UNICEF urges stronger enforcement of corporal punishment ban in schools
BANGKOK, 31 August 2010 – The caning of some 40 students by a teacher at a boarding school in Nakhon Ratchasima Province should serve as an urgent call for both improved awareness and enforcement of the ban on corporal punishment in schools, an official of the UN Children’s Fund (UNICEF) in Thailand said today.
“No child should ever be subjected to physical punishment at school,” said Andrew Morris, the Deputy Representative for UNICEF Thailand. “Ministry of Education regulations strictly prohibit corporal punishment, and any teacher or other school worker who uses corporal punishment on students should be dismissed and subject to other professional and legal sanctions.”
A mobile phone video of the canings, carried out by an art teacher at St. Mary’s College school in the northeastern province, was aired on television Monday. The video showed the teacher viciously lashing several students with a cane wrapped with electrical wire, which left welts and bruises on the students that were documented in still photos also aired and published by the media.
The teacher, who was reportedly punishing the students for not cleaning up their living quarters at the Catholic boarding school, was fired by the school.
Morris said that despite Ministry of Education and National Committee on Child Protection regulations prohibiting any inhumane or violent punishment of students, corporal punishment “is still used in far too many schools around the country.
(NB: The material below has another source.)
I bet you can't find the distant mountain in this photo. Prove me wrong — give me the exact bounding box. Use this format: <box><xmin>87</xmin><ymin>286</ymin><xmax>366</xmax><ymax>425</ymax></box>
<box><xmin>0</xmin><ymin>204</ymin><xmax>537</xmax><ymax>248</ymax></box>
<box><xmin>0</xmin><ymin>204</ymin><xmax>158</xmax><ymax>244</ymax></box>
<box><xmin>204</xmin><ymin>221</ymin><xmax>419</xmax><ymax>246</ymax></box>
Some teachers apparently are still not aware of the ban on corporal punishment, and some teachers who are aware of it are obviously ignoring it.”
Morris said that much more needs to be done to promote teacher awareness of prohibitions on corporal punishment in schools, ensure they are widely enforced and to provide teachers opportunities for orientation and training on alternative ways of disciplining students.
Amalee McCoy, a Child Protection Specialist with the UNICEF East Asia and Pacific Regional Office in Bangkok, said substantial research has shown that children who experience abuse, neglect and/or violence in school have significantly lower levels of academic achievement.
McCoy said Thailand, like many other countries in the region, still lacks a national policy on the protection of children in the education system. The policy could include procedures to be followed by school staff for handling suspected cases of student abuse, as well as a code of conduct for appropriate behaviour towards students, she said.
“Under such a policy corporal punishment would be prohibited, but the policy would also provide guidance and capacity building opportunities for teachers on appropriate methods for managing and disciplining students in a non-abusive and respectful manner,” McCoy said.